Immigrations and Customs Enforcement (ICE) classifies healthcare centers as “sensitive locations,” meaning that agents are instructed to avoid detaining undocumented immigrants at these locations unless there are special circumstances for doing so. However, arrests of undocumented immigrants at these locations have been documented under the Trump administration. The fear of deportation has led many undocumented immigrants to avoid healthcare services altogether. Educating staff on what information they are allowed to withhold from immigration officials will allow them to focus on providing healthcare services, and assure immigrants that they can confide in staff and continue to safely access healthcare services.

2. Inform undocumented patients of their healthcare options

Undocumented immigrants may be under the impression that they are not eligible for certain insurance plans, or may not know about low-cost options at safety net clinics. Providers should consider holding a workshop or some other campaign after NYC Care is implemented to inform undocumented immigrants of their new healthcare options.

3. Become acquainted with changes in immigration policy, and how they affect immigrant patients

For vulnerable populations such as undocumented immigrants, health care and social services must be linked in order for this group to live healthy lives. The stressors of immigration policy can be detrimental to the health of immigrant patients, particularly their mental health.

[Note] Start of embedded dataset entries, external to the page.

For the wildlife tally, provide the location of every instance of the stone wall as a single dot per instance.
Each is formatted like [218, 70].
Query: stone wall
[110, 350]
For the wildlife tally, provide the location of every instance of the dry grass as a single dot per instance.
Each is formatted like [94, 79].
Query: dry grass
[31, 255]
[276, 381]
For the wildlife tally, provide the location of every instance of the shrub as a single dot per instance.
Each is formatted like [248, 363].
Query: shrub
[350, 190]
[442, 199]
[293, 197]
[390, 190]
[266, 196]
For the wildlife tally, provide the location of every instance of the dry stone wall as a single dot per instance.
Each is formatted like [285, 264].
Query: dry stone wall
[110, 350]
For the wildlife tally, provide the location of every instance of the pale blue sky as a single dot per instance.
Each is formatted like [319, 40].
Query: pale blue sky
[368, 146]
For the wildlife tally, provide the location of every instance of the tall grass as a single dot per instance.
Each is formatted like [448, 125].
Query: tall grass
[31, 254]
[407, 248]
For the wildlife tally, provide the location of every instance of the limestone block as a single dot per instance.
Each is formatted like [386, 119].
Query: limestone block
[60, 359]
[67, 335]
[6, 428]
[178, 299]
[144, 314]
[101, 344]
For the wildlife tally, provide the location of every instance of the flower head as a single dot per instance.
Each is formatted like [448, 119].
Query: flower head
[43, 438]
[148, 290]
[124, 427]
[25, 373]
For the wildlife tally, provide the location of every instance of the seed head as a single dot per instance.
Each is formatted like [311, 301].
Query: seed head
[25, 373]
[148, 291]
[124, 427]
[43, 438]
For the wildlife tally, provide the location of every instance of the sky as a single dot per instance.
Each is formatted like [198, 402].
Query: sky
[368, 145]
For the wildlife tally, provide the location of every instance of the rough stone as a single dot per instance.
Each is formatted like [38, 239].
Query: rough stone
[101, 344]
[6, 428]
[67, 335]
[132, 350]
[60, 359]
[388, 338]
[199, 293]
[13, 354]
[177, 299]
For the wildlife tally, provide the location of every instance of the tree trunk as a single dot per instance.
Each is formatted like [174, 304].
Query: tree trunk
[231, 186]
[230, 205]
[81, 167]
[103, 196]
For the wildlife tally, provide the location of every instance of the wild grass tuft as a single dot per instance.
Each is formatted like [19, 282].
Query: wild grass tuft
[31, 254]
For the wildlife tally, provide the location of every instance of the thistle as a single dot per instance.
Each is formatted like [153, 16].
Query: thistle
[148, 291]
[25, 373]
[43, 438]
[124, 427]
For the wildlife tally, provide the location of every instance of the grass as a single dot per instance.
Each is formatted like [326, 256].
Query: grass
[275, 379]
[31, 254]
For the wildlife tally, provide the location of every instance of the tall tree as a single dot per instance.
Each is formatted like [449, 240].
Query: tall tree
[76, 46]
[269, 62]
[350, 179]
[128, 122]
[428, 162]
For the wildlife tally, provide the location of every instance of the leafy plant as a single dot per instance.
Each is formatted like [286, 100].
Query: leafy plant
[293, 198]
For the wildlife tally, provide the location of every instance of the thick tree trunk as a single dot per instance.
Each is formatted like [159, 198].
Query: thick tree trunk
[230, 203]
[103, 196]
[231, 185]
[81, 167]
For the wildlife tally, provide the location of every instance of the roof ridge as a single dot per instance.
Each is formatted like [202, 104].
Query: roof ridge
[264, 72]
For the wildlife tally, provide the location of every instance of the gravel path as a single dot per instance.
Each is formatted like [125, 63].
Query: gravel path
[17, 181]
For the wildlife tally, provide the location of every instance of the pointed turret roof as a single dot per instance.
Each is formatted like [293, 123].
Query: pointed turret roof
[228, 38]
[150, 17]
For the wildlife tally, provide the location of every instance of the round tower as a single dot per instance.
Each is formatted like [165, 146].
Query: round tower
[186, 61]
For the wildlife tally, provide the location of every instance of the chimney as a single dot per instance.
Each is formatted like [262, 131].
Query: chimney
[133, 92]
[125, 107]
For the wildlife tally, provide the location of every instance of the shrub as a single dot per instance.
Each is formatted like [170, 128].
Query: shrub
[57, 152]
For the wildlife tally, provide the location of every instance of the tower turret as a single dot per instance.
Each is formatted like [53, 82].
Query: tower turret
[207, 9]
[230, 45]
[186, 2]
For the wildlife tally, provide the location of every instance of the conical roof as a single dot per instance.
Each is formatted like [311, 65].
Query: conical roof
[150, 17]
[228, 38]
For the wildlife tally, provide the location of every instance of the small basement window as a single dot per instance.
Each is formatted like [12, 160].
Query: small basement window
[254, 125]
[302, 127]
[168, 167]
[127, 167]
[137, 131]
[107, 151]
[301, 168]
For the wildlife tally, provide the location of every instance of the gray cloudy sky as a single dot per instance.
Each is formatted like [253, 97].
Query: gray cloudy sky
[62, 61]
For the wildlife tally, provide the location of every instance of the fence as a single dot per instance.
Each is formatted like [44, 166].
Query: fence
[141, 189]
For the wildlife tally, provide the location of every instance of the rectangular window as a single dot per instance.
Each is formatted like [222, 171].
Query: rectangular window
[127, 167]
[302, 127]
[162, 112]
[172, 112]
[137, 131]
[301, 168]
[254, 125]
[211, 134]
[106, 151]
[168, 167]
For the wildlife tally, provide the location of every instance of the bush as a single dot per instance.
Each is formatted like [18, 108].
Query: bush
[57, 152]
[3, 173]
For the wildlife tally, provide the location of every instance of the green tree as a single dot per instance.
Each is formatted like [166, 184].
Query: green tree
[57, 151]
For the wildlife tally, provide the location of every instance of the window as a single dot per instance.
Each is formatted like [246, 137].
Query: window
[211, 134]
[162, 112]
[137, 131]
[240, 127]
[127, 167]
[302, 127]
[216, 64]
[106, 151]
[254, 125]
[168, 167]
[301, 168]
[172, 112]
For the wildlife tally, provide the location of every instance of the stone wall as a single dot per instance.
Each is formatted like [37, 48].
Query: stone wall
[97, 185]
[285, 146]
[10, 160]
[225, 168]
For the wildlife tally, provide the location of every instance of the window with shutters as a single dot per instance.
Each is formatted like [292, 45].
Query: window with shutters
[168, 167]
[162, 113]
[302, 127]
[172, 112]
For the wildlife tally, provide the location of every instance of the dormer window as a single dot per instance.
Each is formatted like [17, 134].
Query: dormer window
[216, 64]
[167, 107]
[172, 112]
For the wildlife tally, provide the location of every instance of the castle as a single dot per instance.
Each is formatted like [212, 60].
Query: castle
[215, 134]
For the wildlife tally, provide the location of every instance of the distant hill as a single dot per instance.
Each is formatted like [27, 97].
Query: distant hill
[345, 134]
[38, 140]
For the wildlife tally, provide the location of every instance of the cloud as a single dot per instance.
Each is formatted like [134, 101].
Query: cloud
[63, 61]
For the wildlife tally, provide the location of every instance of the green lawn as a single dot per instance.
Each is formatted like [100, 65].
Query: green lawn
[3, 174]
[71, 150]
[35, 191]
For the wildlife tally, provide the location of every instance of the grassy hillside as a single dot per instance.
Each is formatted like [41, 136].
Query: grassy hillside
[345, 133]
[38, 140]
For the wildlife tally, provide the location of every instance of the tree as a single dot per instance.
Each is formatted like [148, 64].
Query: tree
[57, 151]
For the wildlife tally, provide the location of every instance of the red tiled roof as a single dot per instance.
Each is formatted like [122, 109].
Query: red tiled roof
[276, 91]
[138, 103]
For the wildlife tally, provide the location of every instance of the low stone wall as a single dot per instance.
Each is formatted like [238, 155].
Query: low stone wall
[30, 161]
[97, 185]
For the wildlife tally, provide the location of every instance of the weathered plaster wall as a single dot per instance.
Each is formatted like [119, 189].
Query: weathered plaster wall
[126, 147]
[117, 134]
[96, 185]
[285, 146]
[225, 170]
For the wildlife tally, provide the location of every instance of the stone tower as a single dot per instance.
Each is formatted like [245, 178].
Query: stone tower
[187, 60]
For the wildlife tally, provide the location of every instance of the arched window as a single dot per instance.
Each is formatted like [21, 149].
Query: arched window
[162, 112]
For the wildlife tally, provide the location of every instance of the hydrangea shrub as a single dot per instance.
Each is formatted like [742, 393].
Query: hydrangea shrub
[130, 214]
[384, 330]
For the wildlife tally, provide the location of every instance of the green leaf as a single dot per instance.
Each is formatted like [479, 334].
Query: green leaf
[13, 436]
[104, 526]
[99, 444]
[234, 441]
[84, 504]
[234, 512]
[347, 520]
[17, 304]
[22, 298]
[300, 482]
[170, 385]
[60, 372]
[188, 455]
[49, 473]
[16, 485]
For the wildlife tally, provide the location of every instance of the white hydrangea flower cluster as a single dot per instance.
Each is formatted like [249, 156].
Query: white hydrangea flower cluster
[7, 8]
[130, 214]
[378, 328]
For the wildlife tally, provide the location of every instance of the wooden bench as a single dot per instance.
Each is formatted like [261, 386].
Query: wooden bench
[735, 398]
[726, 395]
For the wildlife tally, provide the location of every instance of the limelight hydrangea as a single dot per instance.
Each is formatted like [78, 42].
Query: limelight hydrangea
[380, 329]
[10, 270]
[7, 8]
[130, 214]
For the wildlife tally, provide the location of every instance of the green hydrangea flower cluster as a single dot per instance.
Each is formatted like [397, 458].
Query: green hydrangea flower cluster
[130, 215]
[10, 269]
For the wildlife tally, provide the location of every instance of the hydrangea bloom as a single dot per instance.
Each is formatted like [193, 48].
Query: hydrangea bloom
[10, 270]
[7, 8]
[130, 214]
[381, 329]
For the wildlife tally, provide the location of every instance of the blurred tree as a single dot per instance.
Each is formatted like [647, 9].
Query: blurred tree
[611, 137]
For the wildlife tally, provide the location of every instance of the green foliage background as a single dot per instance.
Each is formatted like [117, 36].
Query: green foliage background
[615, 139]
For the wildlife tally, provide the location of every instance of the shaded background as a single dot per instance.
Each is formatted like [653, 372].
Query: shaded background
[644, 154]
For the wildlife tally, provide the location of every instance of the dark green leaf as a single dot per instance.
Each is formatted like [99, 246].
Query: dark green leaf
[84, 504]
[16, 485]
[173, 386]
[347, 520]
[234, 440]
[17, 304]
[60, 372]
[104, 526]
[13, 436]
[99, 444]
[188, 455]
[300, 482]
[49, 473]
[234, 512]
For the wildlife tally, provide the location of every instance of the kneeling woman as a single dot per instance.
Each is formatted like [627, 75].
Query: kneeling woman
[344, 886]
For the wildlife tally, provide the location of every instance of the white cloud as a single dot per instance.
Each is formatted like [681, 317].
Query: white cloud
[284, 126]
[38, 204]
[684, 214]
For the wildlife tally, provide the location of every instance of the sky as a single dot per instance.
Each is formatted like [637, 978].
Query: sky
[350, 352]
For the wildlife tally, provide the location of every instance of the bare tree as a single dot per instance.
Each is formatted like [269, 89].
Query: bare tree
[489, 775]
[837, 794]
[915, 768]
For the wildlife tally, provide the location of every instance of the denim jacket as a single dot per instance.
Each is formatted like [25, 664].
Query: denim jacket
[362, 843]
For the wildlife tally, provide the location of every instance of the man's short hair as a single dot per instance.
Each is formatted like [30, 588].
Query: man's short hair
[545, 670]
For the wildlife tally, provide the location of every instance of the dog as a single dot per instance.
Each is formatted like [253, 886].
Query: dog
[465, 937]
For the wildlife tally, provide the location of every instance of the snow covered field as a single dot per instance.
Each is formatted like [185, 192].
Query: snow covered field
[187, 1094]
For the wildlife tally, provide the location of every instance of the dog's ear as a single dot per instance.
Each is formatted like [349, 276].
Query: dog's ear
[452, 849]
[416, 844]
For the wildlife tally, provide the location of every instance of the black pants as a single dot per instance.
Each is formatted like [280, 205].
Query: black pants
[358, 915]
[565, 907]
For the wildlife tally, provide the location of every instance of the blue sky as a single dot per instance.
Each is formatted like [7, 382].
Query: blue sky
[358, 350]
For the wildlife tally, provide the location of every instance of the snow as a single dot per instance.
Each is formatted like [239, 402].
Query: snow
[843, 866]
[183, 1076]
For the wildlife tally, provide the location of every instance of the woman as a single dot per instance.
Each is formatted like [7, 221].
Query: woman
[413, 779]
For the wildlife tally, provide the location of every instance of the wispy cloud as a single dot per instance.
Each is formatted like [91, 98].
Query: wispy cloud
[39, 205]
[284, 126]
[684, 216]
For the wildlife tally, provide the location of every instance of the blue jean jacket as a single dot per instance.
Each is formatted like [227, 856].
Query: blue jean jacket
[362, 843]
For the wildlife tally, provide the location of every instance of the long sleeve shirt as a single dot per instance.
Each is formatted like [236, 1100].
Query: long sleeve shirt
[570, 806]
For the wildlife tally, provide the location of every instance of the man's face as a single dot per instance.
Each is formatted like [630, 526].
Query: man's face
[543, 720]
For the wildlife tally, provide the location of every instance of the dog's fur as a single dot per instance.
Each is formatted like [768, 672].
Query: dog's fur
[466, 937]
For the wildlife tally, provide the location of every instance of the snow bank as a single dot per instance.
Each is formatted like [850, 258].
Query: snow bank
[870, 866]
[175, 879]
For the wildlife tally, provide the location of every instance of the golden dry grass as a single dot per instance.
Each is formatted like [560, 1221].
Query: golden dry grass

One way healthcare professionals can be attentive to this is by connecting immigrant patients to other social services that can positively impact their health. Northwell Health, a premiere healthcare organization, provides medical professionals with additional advice on improving healthcare for immigrants.

4. Make hospitals and healthcare centers more welcoming environments for immigrants

If immigrants don’t feel welcomed by hospitals and healthcare centers, they may be less willing to access them, even after NYC Care becomes available or their health condition requires it. Several key components of a welcoming environment include options for translation services, increasing diversity among medical professionals, and providing culturally competent medical care.